E, no entanto, o que os seres humanos desbravam ou delimitam para morar é uma construção no espaço. Quando vi pela primeira vez no Parque de Esculturas de Santo Tirso a admirável construção escultórica Casa comprida com árvores dentro (2012), de Carlos Nogueira, imediatamente me senti transportado a essa dificuldade para acreditar na existência do espaço de que já falava Platão. Em si própria, a obra é a expressão de um paradoxo: é ao memo tempo, simultaneamente, cultura e natureza.
Dependendo de onde nos situarmos, vemos duas árvores dentro da construção, ou uma dentro e outra fora.
A construção plástica: um prisma de betão que se eleva sobre quatro pilastras permite-nos estar ao mesmo tempo fora e dentro, na natureza e na cultura, como nómadas ou como seres urbanos.
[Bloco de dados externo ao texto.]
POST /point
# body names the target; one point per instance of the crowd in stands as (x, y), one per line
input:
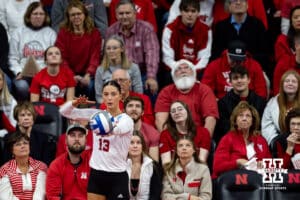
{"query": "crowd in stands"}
(190, 89)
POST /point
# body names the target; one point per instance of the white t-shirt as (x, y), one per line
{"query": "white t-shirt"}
(109, 152)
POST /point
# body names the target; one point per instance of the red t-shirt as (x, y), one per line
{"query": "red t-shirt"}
(53, 89)
(200, 100)
(201, 140)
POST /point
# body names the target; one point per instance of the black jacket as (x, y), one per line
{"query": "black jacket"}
(252, 33)
(226, 106)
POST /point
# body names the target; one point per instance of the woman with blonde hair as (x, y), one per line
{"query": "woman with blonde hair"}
(27, 46)
(144, 173)
(185, 177)
(273, 119)
(115, 58)
(7, 103)
(80, 45)
(242, 146)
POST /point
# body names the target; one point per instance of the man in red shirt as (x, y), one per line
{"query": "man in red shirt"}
(216, 75)
(198, 96)
(68, 175)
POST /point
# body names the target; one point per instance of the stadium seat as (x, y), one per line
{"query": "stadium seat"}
(289, 189)
(240, 184)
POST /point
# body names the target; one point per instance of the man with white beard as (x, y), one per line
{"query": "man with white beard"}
(199, 97)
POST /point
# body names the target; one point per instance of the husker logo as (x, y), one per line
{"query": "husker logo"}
(272, 170)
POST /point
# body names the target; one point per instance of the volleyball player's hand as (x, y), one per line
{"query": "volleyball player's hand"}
(82, 99)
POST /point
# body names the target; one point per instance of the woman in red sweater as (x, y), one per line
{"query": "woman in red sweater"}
(80, 45)
(243, 143)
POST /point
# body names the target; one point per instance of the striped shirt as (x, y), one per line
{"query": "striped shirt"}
(23, 186)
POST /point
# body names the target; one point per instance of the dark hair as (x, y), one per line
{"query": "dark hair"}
(292, 31)
(241, 107)
(140, 135)
(14, 138)
(134, 98)
(171, 125)
(26, 105)
(124, 2)
(295, 112)
(185, 4)
(170, 167)
(239, 70)
(30, 9)
(112, 83)
(88, 23)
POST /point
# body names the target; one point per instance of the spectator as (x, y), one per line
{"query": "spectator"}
(4, 56)
(241, 26)
(144, 174)
(144, 11)
(7, 101)
(217, 72)
(242, 146)
(55, 83)
(180, 125)
(273, 120)
(286, 63)
(286, 7)
(68, 174)
(29, 42)
(40, 148)
(95, 9)
(62, 146)
(205, 11)
(291, 146)
(12, 14)
(187, 37)
(22, 177)
(121, 76)
(108, 177)
(134, 107)
(141, 42)
(285, 43)
(198, 96)
(255, 8)
(115, 58)
(78, 31)
(185, 171)
(239, 80)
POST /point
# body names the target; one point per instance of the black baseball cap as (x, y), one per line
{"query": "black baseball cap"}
(237, 50)
(76, 127)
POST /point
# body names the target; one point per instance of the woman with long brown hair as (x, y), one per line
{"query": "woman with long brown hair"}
(273, 119)
(180, 124)
(185, 177)
(80, 45)
(243, 144)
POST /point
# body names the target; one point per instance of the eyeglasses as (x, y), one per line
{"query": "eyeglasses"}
(38, 13)
(112, 48)
(235, 1)
(294, 124)
(75, 14)
(121, 80)
(20, 143)
(178, 109)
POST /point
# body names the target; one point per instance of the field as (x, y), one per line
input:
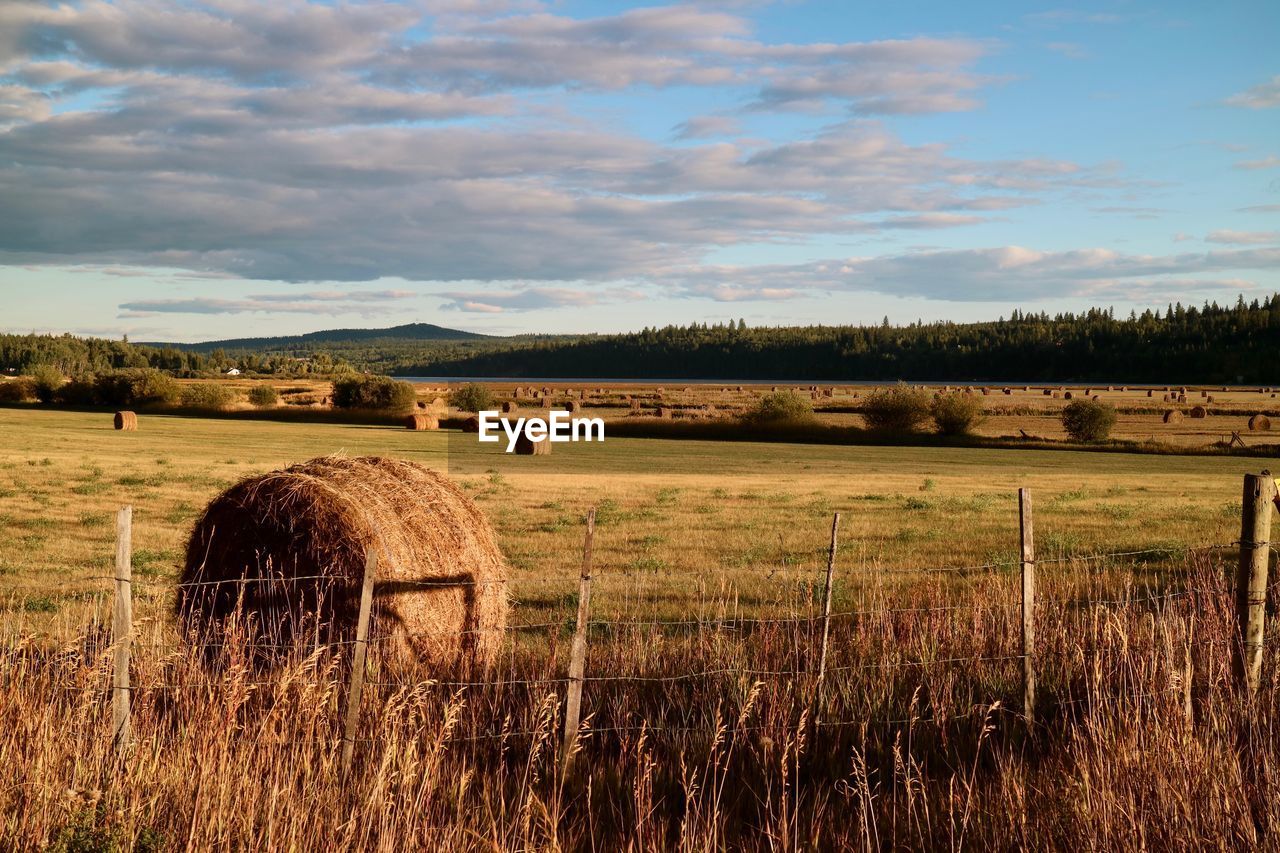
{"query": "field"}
(702, 729)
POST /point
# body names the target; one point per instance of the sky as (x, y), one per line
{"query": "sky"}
(186, 170)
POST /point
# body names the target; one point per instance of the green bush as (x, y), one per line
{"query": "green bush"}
(781, 406)
(46, 381)
(896, 410)
(264, 395)
(136, 387)
(956, 414)
(21, 389)
(373, 392)
(472, 397)
(1088, 420)
(208, 395)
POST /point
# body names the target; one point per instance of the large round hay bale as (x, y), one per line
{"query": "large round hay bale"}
(525, 446)
(442, 596)
(421, 420)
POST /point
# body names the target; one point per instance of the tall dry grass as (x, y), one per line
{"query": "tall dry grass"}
(695, 735)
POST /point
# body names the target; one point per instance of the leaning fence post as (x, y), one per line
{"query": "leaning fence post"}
(1028, 560)
(826, 614)
(357, 661)
(122, 628)
(1251, 579)
(577, 652)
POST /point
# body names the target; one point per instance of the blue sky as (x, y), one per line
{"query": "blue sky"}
(196, 170)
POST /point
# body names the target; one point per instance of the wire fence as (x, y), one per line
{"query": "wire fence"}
(809, 670)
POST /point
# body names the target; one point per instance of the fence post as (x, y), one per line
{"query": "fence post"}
(1028, 560)
(577, 652)
(122, 628)
(826, 614)
(357, 661)
(1251, 579)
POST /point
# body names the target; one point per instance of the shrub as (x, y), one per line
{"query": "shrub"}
(781, 406)
(136, 387)
(956, 414)
(472, 397)
(373, 392)
(208, 395)
(1088, 420)
(21, 389)
(264, 395)
(46, 381)
(896, 410)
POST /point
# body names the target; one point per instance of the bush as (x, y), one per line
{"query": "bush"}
(896, 410)
(264, 396)
(956, 414)
(208, 395)
(46, 381)
(373, 392)
(21, 389)
(1088, 420)
(472, 397)
(781, 406)
(136, 387)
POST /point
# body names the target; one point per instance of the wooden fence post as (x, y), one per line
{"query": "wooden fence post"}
(357, 661)
(826, 614)
(577, 652)
(1028, 560)
(1251, 579)
(122, 628)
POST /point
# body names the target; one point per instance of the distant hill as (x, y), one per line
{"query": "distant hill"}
(411, 332)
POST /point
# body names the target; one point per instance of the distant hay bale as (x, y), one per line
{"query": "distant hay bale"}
(525, 446)
(419, 422)
(442, 597)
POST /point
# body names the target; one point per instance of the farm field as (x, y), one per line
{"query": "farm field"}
(703, 723)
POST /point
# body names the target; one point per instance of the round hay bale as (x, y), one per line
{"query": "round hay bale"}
(420, 422)
(442, 598)
(525, 446)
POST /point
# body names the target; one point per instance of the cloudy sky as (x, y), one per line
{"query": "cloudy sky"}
(188, 170)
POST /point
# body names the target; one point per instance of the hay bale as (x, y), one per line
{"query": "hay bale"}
(525, 446)
(442, 598)
(420, 422)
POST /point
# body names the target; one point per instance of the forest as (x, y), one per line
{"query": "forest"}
(1183, 343)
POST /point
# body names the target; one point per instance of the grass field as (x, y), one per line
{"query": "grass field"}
(699, 735)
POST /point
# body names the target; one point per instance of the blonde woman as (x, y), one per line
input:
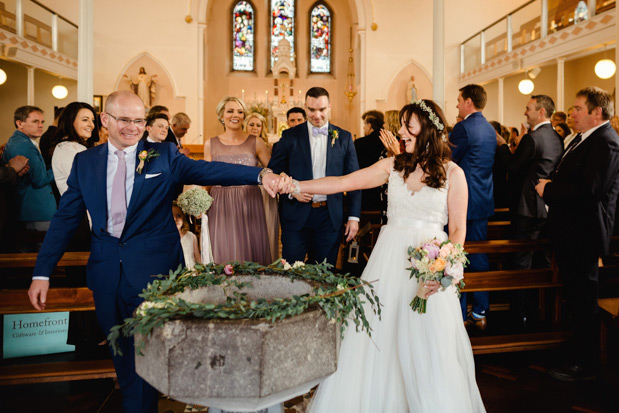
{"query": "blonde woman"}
(236, 219)
(256, 125)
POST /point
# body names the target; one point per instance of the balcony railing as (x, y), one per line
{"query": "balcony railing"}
(529, 22)
(33, 21)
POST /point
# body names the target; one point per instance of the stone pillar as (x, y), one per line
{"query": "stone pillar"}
(560, 103)
(201, 77)
(85, 52)
(438, 57)
(30, 87)
(501, 103)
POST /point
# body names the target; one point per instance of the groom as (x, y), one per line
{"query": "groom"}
(312, 223)
(130, 205)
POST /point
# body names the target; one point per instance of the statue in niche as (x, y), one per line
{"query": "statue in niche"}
(411, 90)
(143, 85)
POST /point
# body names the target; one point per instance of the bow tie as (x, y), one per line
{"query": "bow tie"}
(319, 131)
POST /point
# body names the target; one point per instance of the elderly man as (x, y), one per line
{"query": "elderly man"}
(582, 197)
(133, 233)
(36, 202)
(313, 224)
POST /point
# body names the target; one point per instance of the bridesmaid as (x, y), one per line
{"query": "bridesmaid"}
(236, 219)
(255, 124)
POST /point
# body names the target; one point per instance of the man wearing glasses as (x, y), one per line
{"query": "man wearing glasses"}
(127, 186)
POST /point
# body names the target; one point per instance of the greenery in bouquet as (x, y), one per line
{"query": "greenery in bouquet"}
(195, 202)
(437, 261)
(341, 297)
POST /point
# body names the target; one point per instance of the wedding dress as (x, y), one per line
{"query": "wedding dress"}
(412, 362)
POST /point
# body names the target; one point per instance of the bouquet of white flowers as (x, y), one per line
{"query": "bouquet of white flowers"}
(433, 261)
(195, 202)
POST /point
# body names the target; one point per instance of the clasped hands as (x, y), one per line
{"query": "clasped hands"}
(274, 184)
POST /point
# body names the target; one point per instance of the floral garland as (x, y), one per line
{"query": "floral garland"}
(337, 295)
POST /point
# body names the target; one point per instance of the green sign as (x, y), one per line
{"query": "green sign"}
(34, 334)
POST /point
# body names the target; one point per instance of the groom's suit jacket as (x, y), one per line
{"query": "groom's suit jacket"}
(583, 194)
(149, 243)
(292, 155)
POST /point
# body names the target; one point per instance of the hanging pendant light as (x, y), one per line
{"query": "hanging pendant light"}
(526, 86)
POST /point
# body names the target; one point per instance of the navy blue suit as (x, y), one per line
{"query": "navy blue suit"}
(315, 231)
(119, 268)
(475, 144)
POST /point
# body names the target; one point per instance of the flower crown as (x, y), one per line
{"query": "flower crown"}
(431, 115)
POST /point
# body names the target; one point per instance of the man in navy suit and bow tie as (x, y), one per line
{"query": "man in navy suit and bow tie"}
(133, 232)
(582, 196)
(312, 223)
(475, 144)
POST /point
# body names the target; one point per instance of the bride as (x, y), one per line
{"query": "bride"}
(413, 362)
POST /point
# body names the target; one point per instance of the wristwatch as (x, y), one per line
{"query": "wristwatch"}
(263, 173)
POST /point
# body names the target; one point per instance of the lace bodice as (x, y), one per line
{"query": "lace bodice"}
(427, 204)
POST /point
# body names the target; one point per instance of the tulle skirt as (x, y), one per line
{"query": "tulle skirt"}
(412, 362)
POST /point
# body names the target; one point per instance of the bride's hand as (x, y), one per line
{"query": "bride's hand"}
(432, 287)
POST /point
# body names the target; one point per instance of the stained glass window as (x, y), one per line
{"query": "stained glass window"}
(243, 36)
(282, 25)
(320, 39)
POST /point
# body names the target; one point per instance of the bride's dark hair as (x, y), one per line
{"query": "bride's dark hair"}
(431, 147)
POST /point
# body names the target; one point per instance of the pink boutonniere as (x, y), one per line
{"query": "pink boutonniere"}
(334, 135)
(145, 156)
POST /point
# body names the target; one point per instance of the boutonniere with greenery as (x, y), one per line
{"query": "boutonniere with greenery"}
(334, 135)
(146, 156)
Carlos Nogueira indica nas notas do seu projecto que a construção é em betão branco, cuja cofragem se realiza em fases distintas para assim poder perceber as “fatias”, as fases, em que foi realizada. Literalmente: construção e memória.
Esta questão é central no conjunto da trajectória artística de Carlos Nogueira. Por exemplo, em Paisagem, uma obra de 1983, um plano rectangular e oscilante de tinta acrílica preta sobrepõe-se a uma superfície branca. E por cima inscrevem-se, literalmente, as frases “branco sobre branco” e “ficar quieto então como é diz lá”. Ficar quieto ante a sobreposição. No deslizamento do preto sobre o branco. Ou do meu próprio corpo sobre o espaço. Porque tudo na vida, e isso é uma revelação da arte, é sobreposição e contraste: branco sobre branco, fora/dentro, natureza/construção humana.
É decisivo manter na construção as marcas da memória, o registo das suas fases. Para que assim a obra nos leve à compreensão de que não há espaços homogéneos nem excludentes: tudo é mistura e síntese. E concluo com palavras do próprio Carlos Nogueira, como no caso anterior tomadas do seu catálogo o lugar das coisas (2013): “CONSTRUIR UM LUGAR UMA PARTE DENTRO A OUTRA DO OUTRO LADO”.